Sometimes people argue over who is the greatest living songwriter or who is the greatest male or female songwriter or who is the greatest songwriter in Texas, Nashville, New York, California or wherever. Usually the songwriters that these people bestow the "greatest" title on is whomever is the current critical darling songwriter of the week, And they may very be right, I don't know. I always abstain from these kinds of discussions because songwriting ain't baseball or football. Songwriting can't be discussed in those black and white terms for many reasons. One of the reasons is that there are too many fantastic unknown or little appreciated songwriters throughout music history who I think are as good or even better than many of the names I often hear mentioned.
For example Mickey Newbury. A case could easily made that he was as responsible as anyone for the golden era of country songwriting in the 1960's and 70's. Some of his songs were quasi-autobiographical heartbreakers while others were beautifully sketched narrative ballads but almost all are as good as anything written by anyone anywhere anytime.
John Prine said that "Mickey Newbury is probably the best songwriter ever." Kris Kristofferson said, "God, I learned more about songwriting from Mickey than I did from any other single human being." You can't argue with those guys.
You may have never heard of Mickey Newbury but you certainly heard his songs. They've been covered by (a very short list): Elvis, Willie Nelson, B.B. King, Tom Jones, Dottie West, Jerry Garcia, Etta James, Jerry Lee Lewis, Ray Charles, Roy Orbison, Phish, Joan Baez, Buddy Rich, Keith Richards and, even, Englebert Humperdink. An extremely impressive list of admirers. I highly recommend any of his albums if you want to hear a master at work.

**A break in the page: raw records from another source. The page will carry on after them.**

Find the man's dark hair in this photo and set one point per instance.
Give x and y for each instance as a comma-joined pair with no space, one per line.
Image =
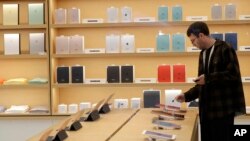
198,27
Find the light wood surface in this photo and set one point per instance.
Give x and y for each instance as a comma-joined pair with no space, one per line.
143,121
127,125
98,130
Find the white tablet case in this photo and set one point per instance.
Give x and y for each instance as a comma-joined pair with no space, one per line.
37,43
230,11
126,14
120,103
73,16
127,43
60,16
11,44
135,103
112,13
170,97
62,45
216,12
112,43
76,44
10,14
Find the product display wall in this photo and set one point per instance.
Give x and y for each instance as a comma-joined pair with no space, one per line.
96,34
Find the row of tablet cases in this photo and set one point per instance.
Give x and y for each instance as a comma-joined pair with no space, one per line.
123,74
11,13
126,43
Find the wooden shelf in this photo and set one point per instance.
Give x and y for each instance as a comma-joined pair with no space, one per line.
24,26
70,85
23,114
153,54
25,86
120,85
149,24
24,56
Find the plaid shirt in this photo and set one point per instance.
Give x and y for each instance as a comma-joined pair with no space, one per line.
222,94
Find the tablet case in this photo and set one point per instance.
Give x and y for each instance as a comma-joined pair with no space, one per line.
163,13
62,74
216,12
164,73
126,14
163,43
60,16
170,97
76,44
232,40
112,13
151,98
177,13
11,44
62,45
113,74
217,36
127,74
230,11
112,43
37,43
127,43
179,73
74,16
178,42
36,13
77,74
10,14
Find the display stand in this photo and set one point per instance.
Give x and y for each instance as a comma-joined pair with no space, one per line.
60,136
94,115
104,109
75,126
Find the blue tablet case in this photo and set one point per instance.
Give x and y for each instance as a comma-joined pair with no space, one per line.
163,13
217,36
231,38
177,13
178,42
162,43
151,98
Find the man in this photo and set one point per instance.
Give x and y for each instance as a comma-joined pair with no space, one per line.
218,85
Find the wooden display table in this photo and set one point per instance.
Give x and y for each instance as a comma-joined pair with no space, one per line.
98,130
127,125
132,131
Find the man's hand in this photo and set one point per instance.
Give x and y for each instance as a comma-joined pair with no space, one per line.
200,80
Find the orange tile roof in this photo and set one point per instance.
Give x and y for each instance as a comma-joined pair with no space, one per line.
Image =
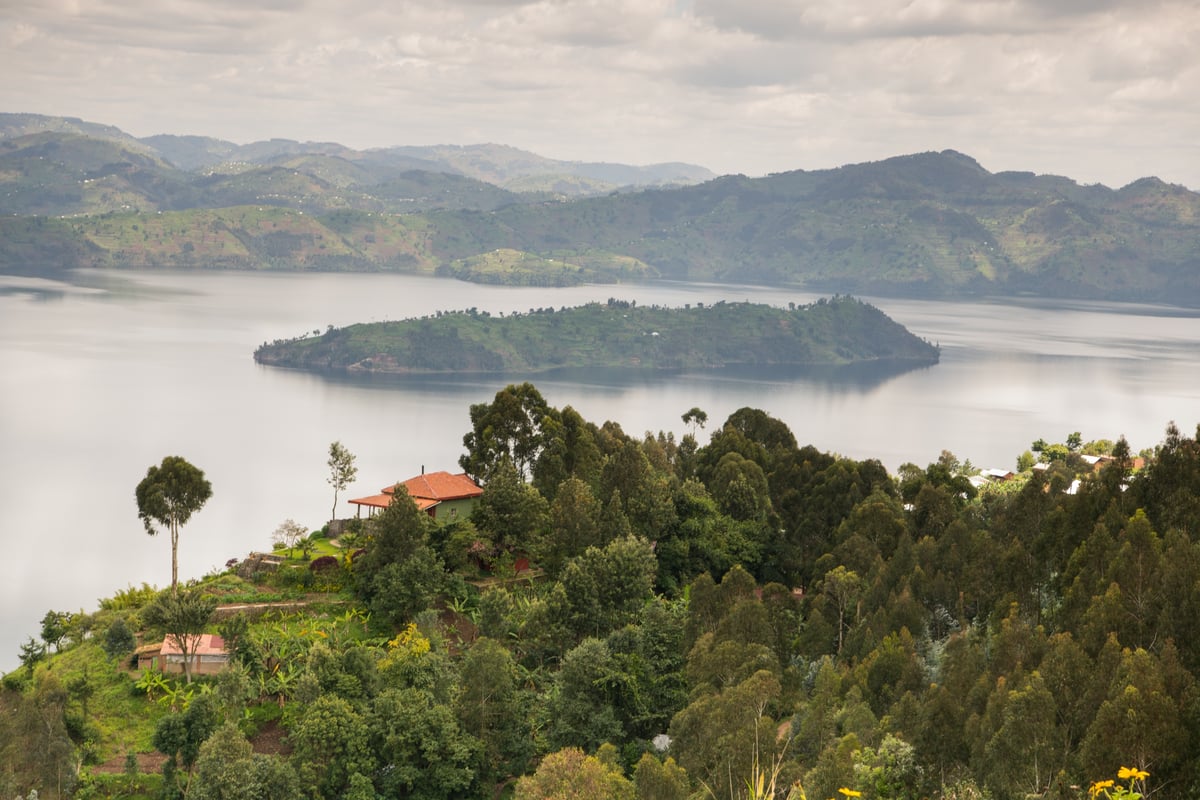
441,486
210,644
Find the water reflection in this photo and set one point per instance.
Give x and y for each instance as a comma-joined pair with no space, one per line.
862,377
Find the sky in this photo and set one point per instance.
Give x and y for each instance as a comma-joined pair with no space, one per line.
1097,90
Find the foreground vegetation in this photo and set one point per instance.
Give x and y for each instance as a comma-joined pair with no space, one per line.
617,334
720,618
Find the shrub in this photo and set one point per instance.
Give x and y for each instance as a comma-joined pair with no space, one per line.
324,564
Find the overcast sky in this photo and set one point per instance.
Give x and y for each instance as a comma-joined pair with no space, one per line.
1098,90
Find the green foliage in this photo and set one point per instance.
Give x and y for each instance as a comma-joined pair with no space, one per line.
570,775
342,471
330,745
168,497
933,223
616,335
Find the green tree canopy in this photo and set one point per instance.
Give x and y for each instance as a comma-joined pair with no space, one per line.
168,497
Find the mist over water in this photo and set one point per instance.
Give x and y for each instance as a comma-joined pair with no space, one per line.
103,377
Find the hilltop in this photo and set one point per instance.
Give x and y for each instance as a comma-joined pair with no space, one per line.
927,224
651,617
617,334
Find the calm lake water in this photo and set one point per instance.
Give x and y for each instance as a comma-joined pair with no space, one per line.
103,377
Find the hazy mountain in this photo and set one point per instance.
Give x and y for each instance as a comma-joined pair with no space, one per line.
927,224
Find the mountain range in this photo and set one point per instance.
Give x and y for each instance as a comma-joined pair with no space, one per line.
78,194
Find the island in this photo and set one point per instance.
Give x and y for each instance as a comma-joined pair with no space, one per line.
617,334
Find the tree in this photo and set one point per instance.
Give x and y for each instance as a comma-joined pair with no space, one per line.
55,627
423,751
330,744
180,737
571,775
288,534
342,471
510,427
183,617
168,497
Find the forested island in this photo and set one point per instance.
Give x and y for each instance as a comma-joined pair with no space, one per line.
731,615
616,334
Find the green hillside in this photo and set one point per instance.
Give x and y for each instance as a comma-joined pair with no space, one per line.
613,335
929,224
628,617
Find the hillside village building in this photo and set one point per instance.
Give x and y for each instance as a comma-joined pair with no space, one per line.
443,495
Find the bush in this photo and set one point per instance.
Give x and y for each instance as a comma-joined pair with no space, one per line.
324,564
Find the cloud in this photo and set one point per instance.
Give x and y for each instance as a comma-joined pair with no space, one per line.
1073,86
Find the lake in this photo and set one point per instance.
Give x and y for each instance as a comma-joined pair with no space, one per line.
102,377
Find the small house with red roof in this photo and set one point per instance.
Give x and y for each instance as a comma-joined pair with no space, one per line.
209,659
443,495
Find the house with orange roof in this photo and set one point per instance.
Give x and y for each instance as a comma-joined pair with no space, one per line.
443,495
209,657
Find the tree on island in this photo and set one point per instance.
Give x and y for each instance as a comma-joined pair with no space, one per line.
342,471
168,497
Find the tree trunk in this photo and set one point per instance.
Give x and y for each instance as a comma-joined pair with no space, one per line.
174,557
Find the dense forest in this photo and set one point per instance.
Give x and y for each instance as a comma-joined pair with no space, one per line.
641,617
616,334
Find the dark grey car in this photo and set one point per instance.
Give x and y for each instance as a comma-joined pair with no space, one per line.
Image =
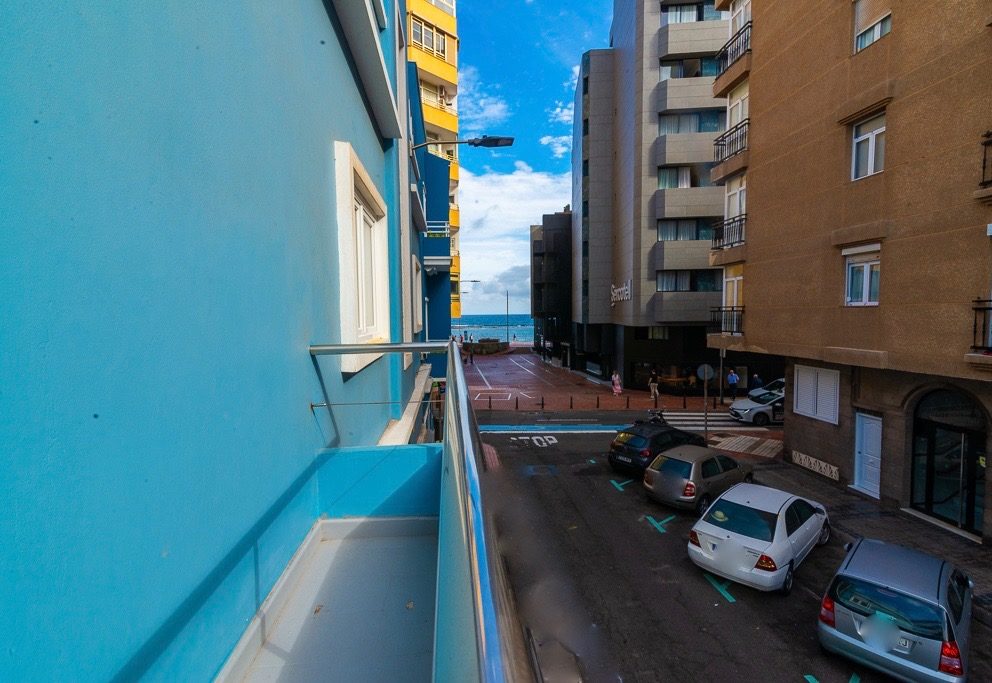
900,611
692,476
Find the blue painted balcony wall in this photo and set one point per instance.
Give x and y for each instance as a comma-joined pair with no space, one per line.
169,251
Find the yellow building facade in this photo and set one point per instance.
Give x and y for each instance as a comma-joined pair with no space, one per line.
432,29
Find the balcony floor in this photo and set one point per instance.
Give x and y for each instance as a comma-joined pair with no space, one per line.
362,608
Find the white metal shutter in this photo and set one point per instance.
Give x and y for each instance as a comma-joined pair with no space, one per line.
827,395
804,390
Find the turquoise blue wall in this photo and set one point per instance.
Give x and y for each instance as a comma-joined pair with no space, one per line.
168,253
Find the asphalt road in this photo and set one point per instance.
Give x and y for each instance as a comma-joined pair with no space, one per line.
593,570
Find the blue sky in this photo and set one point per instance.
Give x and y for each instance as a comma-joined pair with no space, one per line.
517,65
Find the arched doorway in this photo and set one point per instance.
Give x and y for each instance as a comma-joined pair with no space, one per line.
949,433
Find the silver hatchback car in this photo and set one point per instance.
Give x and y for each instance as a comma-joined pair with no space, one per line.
692,476
899,611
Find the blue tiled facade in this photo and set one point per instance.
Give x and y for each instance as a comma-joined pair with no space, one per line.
169,252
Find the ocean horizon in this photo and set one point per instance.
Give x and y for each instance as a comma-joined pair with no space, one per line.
517,326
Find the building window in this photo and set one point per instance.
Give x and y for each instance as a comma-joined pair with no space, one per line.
863,271
429,38
872,20
706,121
816,393
708,280
868,152
688,13
688,68
362,257
685,229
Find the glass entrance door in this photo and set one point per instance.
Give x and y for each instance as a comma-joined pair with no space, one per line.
949,474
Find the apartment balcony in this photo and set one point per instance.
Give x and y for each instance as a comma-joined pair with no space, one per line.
727,320
730,232
689,94
688,202
683,148
440,115
734,60
730,152
400,548
684,307
692,38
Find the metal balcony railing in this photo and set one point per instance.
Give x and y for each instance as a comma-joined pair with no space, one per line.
734,141
727,319
981,330
986,159
474,590
730,232
738,46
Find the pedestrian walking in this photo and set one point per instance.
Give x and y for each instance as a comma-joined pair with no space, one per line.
732,381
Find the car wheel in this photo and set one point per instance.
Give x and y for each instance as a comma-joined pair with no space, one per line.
824,534
787,581
702,504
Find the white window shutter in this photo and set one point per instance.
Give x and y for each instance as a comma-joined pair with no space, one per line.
828,395
804,401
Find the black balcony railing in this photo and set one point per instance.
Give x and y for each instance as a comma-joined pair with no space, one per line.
730,232
734,141
986,159
736,47
981,332
727,319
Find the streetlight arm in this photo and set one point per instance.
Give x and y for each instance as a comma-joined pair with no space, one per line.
484,141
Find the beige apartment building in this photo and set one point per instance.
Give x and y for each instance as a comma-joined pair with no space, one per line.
644,202
857,238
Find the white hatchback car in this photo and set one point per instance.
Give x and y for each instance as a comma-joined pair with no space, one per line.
758,536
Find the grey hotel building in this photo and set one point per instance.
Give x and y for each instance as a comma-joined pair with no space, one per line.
644,205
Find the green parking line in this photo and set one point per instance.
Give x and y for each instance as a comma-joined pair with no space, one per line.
721,587
660,526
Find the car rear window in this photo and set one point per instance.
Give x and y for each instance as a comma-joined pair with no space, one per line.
632,440
908,613
741,519
672,466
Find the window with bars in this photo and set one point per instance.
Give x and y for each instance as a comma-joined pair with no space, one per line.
702,280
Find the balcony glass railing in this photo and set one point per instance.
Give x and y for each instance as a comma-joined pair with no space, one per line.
733,142
982,328
736,47
729,232
727,319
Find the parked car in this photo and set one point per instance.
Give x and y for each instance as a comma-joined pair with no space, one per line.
775,385
692,476
637,445
899,611
758,536
760,410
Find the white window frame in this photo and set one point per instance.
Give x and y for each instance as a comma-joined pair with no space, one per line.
878,29
858,263
871,138
416,274
363,257
816,393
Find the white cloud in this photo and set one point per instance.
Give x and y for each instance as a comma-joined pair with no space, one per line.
478,108
497,210
573,80
560,144
563,113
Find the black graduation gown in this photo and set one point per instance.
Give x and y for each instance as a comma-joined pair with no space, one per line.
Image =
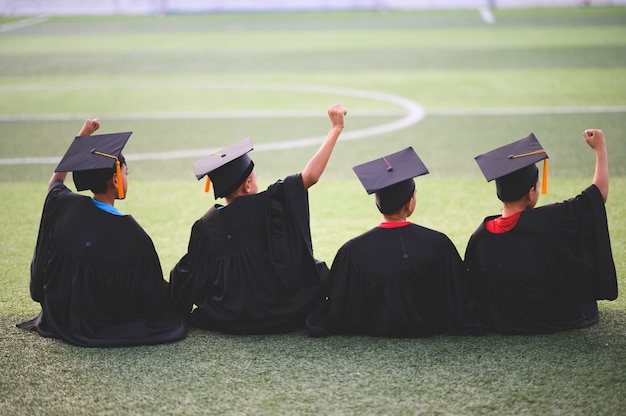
545,274
249,267
98,278
398,282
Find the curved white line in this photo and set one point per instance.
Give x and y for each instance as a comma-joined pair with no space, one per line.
414,113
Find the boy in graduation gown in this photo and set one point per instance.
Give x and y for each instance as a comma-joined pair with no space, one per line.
95,271
398,279
541,270
249,267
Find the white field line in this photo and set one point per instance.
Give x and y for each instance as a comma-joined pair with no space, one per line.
409,114
526,111
19,24
412,113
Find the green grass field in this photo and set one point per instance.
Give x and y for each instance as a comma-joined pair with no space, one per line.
187,83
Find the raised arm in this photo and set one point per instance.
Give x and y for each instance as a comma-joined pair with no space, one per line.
314,169
595,140
88,128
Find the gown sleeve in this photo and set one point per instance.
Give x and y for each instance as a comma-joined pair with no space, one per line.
583,248
43,247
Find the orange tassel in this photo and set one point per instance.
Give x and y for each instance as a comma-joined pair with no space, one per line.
120,181
544,180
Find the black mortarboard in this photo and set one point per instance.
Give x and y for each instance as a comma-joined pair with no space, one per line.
513,167
92,157
227,168
391,178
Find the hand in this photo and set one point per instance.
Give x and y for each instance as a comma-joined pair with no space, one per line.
89,127
336,114
595,139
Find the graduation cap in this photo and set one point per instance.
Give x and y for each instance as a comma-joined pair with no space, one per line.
227,168
513,167
92,158
391,178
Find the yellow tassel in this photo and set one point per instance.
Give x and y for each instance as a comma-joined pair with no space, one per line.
544,180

The Newbury song I recorded, "Mobile Blue," is from his classic concept album, Frisco Mabel Joy. It was cut as part of a tribute CD to Frisco Mabel Joy and Newbury that was put together by No Depression's Peter Blackstock a few years back that deserved more attention than it received. The track was recorded in 2000 at the sessions for my Public Domain CD and features Rick Shea on the biting electric guitar, Joe Terry on the pumping piano, Bobby Lloyd Hicks slapping the skins, Brantley Kearns on the swinging fiddle and former Rodger Miller/Hoyt Axton/Dillard and Clark/Jackson Browne bassist, David Jackson thumping the stand up bass. The backwards guitar intro is by Jazz guitar innovator, Bill Frizzell.